La ripresa si apre subito con un canestro di Antonov, a cui il Maccabi risponde con Kane e Cole. E’ proprio Norris Cole col suo talento che prova a dare una scossa ai suoi compagni, ma i tentativi paiono vani anche in questo caso. Dopo 3 minuti di gioco il punteggio recita 56-40. Ogni volta che gli israeliani trovano una buona soluzione, gli uomini di Itoudis replicano sull’altro versante: segna Kane con una bella schiacciata, e risponde Antonov con due triple in fila dall’angolo. CSKA sul +19 (61-42) e in totale controllo. Segnaliamo un’ottima scelta di tempo di Tyus, che stoppa Hines in penetrazione, dando il via al contropiede degli ospiti, fermato solo dal fallo su Kane. Il copione è sempre quello, il Maccabi gioca meglio, ma il divario rimane sempre inalterato. Itoudis però vede qualcosa che non va e, dopo un contropiede sciupato dai suoi e pagato con due punti di Tyus in contropiede, chiama timeout (65-50). L’uscita dal timeout è semplicemente perfetta: Rodriguez viene pescato libero in angolo e i tre punti sono cosa fatta. Arriva anche il nuovo massimo vantaggio per i russi, 70-50 a 2′ dal termine della terza frazione. Dopo un avvio positivo l’attacco degli uomini di Spahija si è nuovamente bloccato, totalmente imbrigliato dall’ottimo lavoro difensivo del CSKA. Nell’ultimo minuto di gioco però i russi alzano il piede dall’acceleratore, e il Maccabi piazza un break di 0-7 che lo riavvicina nel punteggio. Il quarto si chiude con una schiacciata perentoria di Kurbanov, dopo aver recuperato un pallone molto importante che avrebbe potuto dare ulteriore fiducia agli ospiti: 72-57 il punteggio.
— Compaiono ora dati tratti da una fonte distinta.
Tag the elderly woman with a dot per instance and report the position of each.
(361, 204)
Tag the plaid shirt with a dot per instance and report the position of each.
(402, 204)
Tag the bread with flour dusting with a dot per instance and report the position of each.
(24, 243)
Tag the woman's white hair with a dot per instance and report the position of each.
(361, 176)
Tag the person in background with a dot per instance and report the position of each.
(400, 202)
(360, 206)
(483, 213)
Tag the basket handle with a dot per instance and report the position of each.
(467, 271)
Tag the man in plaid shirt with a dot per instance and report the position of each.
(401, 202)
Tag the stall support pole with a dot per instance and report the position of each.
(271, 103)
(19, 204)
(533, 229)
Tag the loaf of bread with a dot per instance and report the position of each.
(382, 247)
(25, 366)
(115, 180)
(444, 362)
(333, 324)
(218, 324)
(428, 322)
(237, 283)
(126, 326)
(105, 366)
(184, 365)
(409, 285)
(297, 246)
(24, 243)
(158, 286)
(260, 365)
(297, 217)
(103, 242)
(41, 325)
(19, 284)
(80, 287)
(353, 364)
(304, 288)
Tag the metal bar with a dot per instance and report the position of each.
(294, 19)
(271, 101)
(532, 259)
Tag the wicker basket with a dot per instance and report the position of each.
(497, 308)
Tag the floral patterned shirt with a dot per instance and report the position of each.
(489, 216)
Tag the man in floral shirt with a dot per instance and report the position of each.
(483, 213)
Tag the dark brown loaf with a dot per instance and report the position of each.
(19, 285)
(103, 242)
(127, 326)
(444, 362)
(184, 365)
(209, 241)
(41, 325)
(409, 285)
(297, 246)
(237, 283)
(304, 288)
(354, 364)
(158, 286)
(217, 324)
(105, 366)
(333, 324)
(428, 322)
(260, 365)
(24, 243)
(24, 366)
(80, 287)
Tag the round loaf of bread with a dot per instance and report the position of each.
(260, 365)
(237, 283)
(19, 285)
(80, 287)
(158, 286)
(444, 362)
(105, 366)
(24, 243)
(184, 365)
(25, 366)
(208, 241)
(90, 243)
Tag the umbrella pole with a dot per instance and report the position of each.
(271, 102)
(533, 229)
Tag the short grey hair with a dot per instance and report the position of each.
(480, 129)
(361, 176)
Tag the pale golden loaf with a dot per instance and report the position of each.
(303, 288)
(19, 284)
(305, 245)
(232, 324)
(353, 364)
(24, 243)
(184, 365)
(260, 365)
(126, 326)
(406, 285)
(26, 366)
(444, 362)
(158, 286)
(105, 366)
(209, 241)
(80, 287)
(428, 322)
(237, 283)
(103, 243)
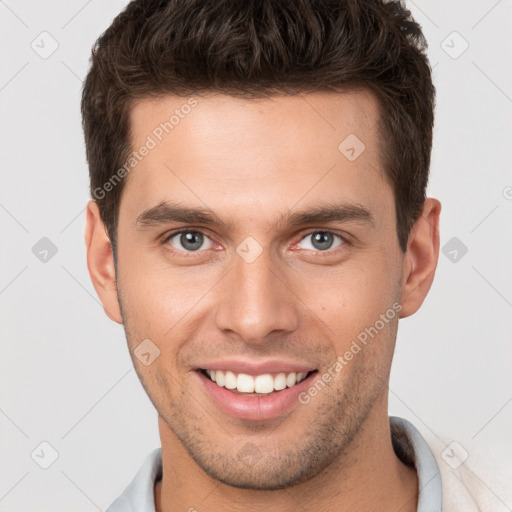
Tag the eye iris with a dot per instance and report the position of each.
(322, 240)
(191, 240)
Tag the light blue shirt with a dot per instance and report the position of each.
(139, 494)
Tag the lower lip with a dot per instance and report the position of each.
(254, 408)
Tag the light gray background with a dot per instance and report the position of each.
(66, 376)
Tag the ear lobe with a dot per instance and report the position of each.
(421, 258)
(100, 262)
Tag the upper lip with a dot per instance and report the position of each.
(256, 368)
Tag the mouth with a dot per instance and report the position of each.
(258, 385)
(257, 396)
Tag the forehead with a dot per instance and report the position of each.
(250, 155)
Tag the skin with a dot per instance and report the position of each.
(250, 162)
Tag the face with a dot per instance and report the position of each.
(255, 247)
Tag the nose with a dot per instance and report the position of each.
(256, 302)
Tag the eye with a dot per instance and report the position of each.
(321, 241)
(190, 241)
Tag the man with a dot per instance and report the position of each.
(259, 224)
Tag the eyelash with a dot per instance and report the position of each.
(327, 252)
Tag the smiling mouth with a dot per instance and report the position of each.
(258, 385)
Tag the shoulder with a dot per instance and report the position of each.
(466, 485)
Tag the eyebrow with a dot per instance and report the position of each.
(167, 212)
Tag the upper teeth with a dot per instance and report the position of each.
(265, 383)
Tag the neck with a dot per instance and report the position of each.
(367, 476)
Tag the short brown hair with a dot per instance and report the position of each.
(255, 49)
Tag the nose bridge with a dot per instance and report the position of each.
(256, 301)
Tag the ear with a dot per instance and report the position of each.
(100, 262)
(420, 260)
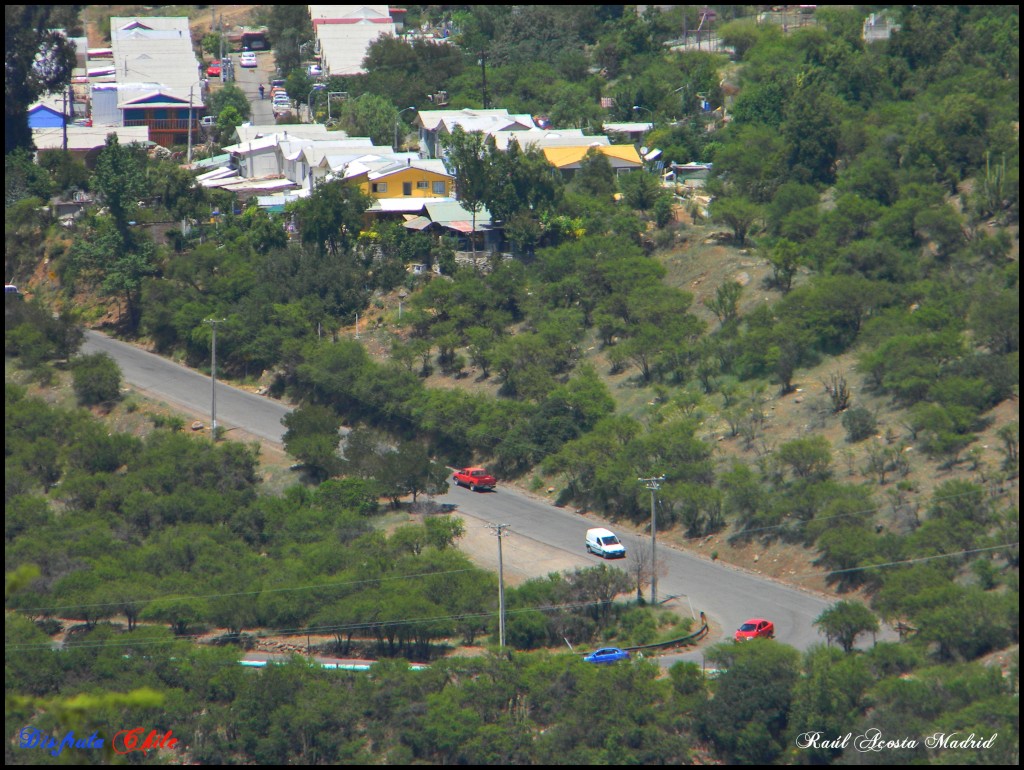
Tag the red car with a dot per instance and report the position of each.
(756, 627)
(474, 478)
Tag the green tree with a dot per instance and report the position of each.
(230, 95)
(808, 458)
(371, 116)
(845, 621)
(97, 379)
(291, 28)
(738, 214)
(120, 178)
(466, 160)
(410, 470)
(595, 177)
(38, 60)
(332, 217)
(747, 720)
(312, 437)
(640, 189)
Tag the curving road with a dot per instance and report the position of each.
(728, 595)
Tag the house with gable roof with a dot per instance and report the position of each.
(159, 81)
(344, 33)
(624, 158)
(433, 124)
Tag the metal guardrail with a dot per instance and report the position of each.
(699, 633)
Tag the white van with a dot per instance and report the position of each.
(604, 543)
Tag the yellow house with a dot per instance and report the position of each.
(414, 178)
(624, 158)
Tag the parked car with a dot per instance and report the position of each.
(756, 628)
(474, 478)
(604, 543)
(607, 655)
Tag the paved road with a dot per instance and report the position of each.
(186, 389)
(728, 595)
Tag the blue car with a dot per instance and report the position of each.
(607, 655)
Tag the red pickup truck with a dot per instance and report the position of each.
(474, 478)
Parte forte il Maccabi in avvio di quarto periodo: 6-0 di parziale, con Cole che in contropiede mette il punto esclamativo, inchiodando al ferro con grande energia. Rodriguez decide di prendere per mano i suoi con la tripla del nuovo +12, ma Cole non ci sta e segna nuovamente. Nel momento di massimo bisogno, i campioni vengono fuori: dopo Rodriguez, ci pensa Nando De Colo a segnare ancora dalla lunga distanza (78-65). Adesso però il Maccabi c’è, e lo dimostra con Jackson, che va a segno dalla lunga distanza per il -10. Si segna solo da 3 in questa fase, e si iscrive anche Kurbanov, che sale a quota 7 punti personali. Con meno di 5′ minuti sul cronometro gli ospiti risalgono e arrivano sotto la doppia cifra di svantaggio col canestro di Kane (81-72). Norris Cole è letteralmente scatenato su entrambi i fronti del campo, e serve l’assist del -7 a Cohen, costringendo Itoudis al timeout. Come nel terzo quarto, è Rodriguez a punire dalla lunga distanza dopo il minuto di sospensione, garantendo nuovamente la doppia cifra di vantaggio ai suoi. Il Maccabi sbaglia e paga carissimo l’errore, perchè Antonov è chirurgico da 3 (87-74). Le speranze degli israeliani sono aggrappate a Cole, che spara e segna dalla lunga distanza, ma Hines in post basso ridà sicurezza ai russi (89-78). Si entra nell’ultimo minuto sul 90-81 e gli ospiti hanno la possibilità di avvicinarsi ulteriormente per l’antisportivo di Clyburn. L’opportunità non viene sfruttata pienamente, con il divario che si riduce al massimo fino al 92-86, ma De Colo dalla lunetta mette in ghiaccio la partita, che termina sul 101-86.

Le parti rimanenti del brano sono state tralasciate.